A unified look at the use of successive differentiation and integration in MOSFET model parameter extraction

•Unified view of successive differential and integral operator use in MOSFET model parameter extraction.•Comparative assessment of representative extraction procedures.•A new minimalist MOSFET transfer characteristics model is used for comparison.•The abridged model is based on a single polylogarithm function of gate voltage.•Comparative examples of parameter extraction from measured current of real nanometric MOSFETs.

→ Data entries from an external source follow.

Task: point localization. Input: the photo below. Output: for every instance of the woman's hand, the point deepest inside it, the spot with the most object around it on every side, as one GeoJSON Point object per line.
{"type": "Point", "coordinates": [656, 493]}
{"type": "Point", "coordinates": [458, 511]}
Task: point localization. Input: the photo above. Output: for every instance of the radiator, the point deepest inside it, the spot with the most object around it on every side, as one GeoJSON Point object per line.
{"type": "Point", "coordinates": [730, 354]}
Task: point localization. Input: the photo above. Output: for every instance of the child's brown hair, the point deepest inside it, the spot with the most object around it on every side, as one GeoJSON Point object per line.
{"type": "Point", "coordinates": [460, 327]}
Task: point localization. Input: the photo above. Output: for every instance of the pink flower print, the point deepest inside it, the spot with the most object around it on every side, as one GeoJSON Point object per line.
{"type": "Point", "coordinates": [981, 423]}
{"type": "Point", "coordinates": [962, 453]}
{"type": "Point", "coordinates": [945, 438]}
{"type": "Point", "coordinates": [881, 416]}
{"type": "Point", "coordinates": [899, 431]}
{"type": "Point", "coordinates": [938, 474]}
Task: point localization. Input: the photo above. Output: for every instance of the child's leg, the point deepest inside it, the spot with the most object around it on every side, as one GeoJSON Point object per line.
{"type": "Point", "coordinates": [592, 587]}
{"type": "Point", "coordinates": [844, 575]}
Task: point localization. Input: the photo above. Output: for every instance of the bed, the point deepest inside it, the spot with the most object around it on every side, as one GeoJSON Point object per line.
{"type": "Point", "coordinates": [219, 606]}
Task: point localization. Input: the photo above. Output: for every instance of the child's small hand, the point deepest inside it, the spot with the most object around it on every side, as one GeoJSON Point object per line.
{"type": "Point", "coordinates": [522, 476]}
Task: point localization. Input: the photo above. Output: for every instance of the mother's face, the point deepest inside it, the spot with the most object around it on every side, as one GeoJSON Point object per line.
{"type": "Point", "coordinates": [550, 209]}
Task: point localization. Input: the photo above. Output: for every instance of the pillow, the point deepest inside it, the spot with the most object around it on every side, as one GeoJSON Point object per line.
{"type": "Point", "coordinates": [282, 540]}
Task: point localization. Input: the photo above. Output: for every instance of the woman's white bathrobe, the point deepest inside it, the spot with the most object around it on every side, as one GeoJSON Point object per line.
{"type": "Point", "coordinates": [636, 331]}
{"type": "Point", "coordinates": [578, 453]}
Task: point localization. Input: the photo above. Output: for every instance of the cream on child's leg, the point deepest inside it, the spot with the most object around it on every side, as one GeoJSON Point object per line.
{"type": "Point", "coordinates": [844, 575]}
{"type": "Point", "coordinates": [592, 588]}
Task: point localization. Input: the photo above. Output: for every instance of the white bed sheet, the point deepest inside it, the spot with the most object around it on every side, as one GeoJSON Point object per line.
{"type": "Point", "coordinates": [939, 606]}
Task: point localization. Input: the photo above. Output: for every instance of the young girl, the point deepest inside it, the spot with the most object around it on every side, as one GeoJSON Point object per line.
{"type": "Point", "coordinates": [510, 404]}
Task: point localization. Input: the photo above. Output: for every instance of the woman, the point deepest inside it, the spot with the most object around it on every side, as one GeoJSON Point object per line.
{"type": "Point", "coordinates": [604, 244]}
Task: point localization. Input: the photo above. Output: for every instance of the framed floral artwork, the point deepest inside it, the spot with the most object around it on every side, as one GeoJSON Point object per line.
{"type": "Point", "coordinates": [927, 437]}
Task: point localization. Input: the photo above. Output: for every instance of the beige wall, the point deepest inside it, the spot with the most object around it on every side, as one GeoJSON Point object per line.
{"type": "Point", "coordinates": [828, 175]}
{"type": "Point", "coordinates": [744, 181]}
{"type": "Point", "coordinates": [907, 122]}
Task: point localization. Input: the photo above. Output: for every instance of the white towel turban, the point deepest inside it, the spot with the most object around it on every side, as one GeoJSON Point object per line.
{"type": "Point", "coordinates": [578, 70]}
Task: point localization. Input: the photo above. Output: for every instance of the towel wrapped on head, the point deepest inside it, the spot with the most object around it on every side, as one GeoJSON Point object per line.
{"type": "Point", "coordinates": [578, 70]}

This article provides a unified look at MOSFET model parameter extraction methods that rely on the application of successive differential and integral operators, their ratios, and various other combinations thereof. Some of the most representative extraction procedures are assessed by comparatively examining their ability to extract basic model parameters from synthetic MOSFET transfer characteristics, generated by an ad hoc minimalist four-parameter model. The model used, comprised of a single polylogarithm function of gate voltage, approximately describes in a very concise manner the essential features of MOSFET drain current continuously from depletion to strong inversion. The exponential-like low voltage and monomial-like high voltage asymptotes of this simple model are conveniently used to analyze and compare the different extraction schemes that are founded on successive differentiation or integration. In addition to providing a combined view useful for comparative methodological appraisal, the present unified analysis facilitates visualizing and exploring other potentially promising extraction strategies beyond the straightforward use of successive differential and integral operators and their ratios. We include examples of parameter extraction from measured transfer characteristics of real experimental MOSFETs to comparatively illustrate the actual numerical implementation of typical successive differential and integral operator-based procedures.